Data Engineer
Pyyne Digital
Let's build Pyyne together!
Are you excited by the idea of working on cutting-edge technology while shaping the direction of the company you’re part of? At Pyyne, you’ll do both. We're seeking a motivated colleague to join our consultant team who is eager to take ownership of their projects and actively contribute to building an international, people-first tech consultancy.
About the project:
As a consultant at Pyyne, you’ll be embedded in client teams, working on-site or in hybrid setups to deliver high-quality solutions. You’ll have full ownership of your projects and be trusted to collaborate directly with stakeholders to design and implement robust systems.

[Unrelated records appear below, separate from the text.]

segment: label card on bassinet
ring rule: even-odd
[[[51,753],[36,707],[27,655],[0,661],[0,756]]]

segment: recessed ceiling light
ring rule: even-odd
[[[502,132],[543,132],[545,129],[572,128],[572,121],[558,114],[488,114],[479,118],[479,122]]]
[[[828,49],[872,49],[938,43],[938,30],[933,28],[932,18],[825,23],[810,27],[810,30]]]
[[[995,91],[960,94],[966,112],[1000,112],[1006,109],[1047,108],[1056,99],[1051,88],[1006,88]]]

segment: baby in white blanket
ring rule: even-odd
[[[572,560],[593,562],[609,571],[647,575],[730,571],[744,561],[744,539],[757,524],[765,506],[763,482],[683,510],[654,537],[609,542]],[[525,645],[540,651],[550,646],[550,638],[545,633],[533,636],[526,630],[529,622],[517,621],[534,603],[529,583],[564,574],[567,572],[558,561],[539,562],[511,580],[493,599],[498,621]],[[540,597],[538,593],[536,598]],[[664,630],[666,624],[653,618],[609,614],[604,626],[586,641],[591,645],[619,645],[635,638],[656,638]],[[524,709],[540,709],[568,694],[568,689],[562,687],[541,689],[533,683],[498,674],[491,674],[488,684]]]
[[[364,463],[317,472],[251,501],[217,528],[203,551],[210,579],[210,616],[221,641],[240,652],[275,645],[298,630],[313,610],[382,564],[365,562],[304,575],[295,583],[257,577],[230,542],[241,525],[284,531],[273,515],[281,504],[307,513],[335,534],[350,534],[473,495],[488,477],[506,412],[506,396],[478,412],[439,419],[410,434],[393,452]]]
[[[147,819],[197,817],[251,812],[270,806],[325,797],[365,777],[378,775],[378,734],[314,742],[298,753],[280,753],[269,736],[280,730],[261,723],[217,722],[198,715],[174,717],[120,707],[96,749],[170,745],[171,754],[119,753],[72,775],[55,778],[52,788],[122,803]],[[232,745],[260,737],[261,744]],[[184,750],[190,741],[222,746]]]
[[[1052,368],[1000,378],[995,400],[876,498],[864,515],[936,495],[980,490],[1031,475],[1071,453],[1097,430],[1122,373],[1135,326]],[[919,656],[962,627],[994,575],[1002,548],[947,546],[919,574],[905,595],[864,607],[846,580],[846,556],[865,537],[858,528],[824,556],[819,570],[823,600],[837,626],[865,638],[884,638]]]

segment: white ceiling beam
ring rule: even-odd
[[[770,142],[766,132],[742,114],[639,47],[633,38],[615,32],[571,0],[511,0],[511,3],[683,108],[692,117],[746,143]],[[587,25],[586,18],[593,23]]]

For this first project, we are looking for an engineer to architect and build a new data lake for a MedTech education company. This project involves consolidating data from two distinct PostgreSQL databases (one legacy, one modern) and integrating new pipelines for third-party data. The resulting data lake is required to support future GenAI/ML model development, LLM-generated content, and platform-wide data analysis for trends and projections.
Responsibilities
- Design, architect, and implement scalable data pipelines and data lake solutions utilizing Python.
- Build and manage data infrastructure using core AWS services (e.g., S3, Glue, Lambda, Redshift/Athena).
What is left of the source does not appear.